Supported by foreign diplomas and degrees, the nurses have been approved and licensed by Sweden’s National Board of Health and Welfare. But even if their certificates are authentic, the investigators find that they are no guarantee of anyone having actually studied.
“Alex”, who is currently working at Sahlgrenska Hospital, reveals that he travelled to the college in Romania to take his final exams. He received his diploma and became a licensed nurse, first in Romania and then in Sweden.
“I've managed quite well so far. I've made no mistakes, at least. Not even in an emergency. You just call an ambulance.”
“I’ve admitted not having much experience”
For two of the three years that, according to his diploma, “Alex” was training as a nurse, he was working as a lorry driver in Sweden and studying Swedish for Immigrants.
To learn about the job, he worked for a few months as a nursing auxiliary.
Did it ever cross your mind that the patients could be in danger?
”Yes, and I've said so in the job interview too. I've admitted not having much experience and that I've not worked before either.”
At least 27 people have bluffed their way into healthcare
“Alex” is not the only registered nurse to have no proper training.
Mission Investigate’s research shows that a total of 27 medical workers have bluffed their way into the profession; not only those who claim to have studied abroad but also people who have forged degrees and diplomas. Some are currently under police investigation, others have already been convicted – and yet others are still working in hospitals in Sweden.
Moreover, 335 unlicensed doctors and nurses have been employed without background checks. These people might well have the proper training for the profession – but they have obtained no licence from the National Board of Health and Welfare, nor have they applied for one.
However, the report also shows that there are several cases where nurses claim to have studied full time as a nurse in another country while having lived and worked in Sweden. Nurses like this can be found at such hospitals as Danderyd, Sahlgrenska and St Göran’s.
Training must be full time
There's an EU directive that details what a nursing training course must include if it's to guarantee patient safety. Study must be full time and cover 4,600 hours of teaching – half of it is theory, the other half is practice.
And yet colleges in Romania and Poland have issued diplomas and degrees to students who have not attended any course.
- One woman was earning around 300,000 kronor a year working as a shop assistant in central Sweden at the same time as she was meant to have been studying in Poland.
- One man also earned around 300,000 kronor a year working as a tiler and on various construction projects in Stockholm. At the same time, he was registered to attend a college in Romania.
- Another man worked in Sweden as a lorry driver when he, according to the basis of his nursing license, was studying full time in Romania.
- A woman who obtained a nursing licence in Sweden was working full time for a bank in Romania while, according to the college, she was a full-time student nurse.
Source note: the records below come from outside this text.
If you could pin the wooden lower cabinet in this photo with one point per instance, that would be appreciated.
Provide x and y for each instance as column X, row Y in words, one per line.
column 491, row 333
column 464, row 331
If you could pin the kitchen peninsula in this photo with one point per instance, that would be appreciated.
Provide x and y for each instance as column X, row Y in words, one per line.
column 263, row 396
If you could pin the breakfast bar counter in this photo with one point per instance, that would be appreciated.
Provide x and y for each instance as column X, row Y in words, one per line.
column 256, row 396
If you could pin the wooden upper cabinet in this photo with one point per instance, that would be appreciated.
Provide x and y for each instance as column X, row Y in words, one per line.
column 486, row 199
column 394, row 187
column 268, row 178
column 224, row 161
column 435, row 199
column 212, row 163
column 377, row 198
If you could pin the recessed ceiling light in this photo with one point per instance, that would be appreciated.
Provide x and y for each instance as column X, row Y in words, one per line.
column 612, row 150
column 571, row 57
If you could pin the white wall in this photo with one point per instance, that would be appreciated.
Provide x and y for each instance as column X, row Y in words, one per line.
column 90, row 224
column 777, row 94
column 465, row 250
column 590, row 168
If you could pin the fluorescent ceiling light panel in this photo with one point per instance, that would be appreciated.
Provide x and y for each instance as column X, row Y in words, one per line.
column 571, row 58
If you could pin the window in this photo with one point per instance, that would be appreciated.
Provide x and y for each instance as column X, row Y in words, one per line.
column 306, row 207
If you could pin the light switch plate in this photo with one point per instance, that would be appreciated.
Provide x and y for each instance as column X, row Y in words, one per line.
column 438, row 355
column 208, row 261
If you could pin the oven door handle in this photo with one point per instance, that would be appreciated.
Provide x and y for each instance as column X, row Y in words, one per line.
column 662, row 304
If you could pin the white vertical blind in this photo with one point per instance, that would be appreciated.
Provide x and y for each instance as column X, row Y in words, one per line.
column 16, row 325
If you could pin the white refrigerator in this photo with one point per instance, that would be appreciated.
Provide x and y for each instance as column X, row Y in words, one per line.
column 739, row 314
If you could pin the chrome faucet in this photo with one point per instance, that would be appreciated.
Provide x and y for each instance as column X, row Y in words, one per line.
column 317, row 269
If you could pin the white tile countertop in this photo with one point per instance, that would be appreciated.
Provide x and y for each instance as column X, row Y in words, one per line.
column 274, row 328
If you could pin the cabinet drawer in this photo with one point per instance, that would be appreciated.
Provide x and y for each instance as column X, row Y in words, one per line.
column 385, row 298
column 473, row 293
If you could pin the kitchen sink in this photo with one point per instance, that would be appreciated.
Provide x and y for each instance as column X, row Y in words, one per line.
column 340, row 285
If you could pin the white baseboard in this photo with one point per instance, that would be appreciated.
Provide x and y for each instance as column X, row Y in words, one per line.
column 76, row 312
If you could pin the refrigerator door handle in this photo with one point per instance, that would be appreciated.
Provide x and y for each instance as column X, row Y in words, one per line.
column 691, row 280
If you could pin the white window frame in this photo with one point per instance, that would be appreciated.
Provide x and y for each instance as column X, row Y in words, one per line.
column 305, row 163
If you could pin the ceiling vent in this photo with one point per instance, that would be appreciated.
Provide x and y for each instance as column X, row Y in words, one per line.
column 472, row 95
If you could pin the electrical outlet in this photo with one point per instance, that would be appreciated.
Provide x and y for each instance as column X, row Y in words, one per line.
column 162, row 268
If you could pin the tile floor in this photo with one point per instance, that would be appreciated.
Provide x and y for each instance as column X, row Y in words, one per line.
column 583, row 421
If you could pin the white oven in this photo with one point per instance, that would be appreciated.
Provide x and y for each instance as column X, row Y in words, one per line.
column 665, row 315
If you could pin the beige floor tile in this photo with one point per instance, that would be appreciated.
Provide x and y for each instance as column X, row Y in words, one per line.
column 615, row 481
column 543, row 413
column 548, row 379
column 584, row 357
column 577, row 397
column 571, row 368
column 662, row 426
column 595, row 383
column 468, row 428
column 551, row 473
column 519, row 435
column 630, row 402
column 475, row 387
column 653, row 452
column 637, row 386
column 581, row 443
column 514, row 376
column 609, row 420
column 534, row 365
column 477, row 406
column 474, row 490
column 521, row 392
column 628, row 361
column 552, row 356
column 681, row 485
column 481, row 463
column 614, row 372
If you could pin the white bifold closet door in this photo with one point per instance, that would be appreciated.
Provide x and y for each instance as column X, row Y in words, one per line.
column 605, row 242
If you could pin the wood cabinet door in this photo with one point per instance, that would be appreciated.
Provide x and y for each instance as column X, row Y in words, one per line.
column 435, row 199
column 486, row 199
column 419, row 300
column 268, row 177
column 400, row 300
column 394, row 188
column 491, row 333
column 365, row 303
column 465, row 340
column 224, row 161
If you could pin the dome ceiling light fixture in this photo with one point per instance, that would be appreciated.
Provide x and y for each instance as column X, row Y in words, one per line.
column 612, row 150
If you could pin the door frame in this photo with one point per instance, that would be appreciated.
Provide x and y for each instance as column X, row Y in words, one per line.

Principal: I don’t know every student
When Mission Investigate visits one of the nursing colleges in Romania to ask about the diplomas, the headmaster maintains that everything is in order. Even for the people who evidently had other full-time occupations while supposedly studying there.
We know that these individuals have worked full time in Sweden. How is that possible?
“We have 600 students here. I don't know every one of them and I don’t know where they are or what they do. But if they come to the college, have their grades, sit their exams, we register each one. This means that they've attended the college,” says Ţăran Camelia.
The National Board of Health and Welfare go by submitted diplomas
Zara Warglo is divisional manager at the National Board of Health and Welfare. She has not heard of these fake nurses who claim to have studied in Romania while actually doing something else.
“This situation is nothing I recognise. But, of course, they've applied on the basis of genuine documentation. And what we do when considering such cases is look at the degree certificates that they submit with their applications. And we also request certificates from the corresponding national authorities.”
But we know that these people have been somewhere else?
“This is a matter for the country in question. Our role is to inform people about this, so we can start a proper dialogue. We all, within the bounds of the EU, need to cooperate and find solutions to problems like this.”
Mission Investigate’s report on Fake Nurses will be broadcast on SVT1 on Wednesday the 14th of November and is available on SVT Play from 1 p.m.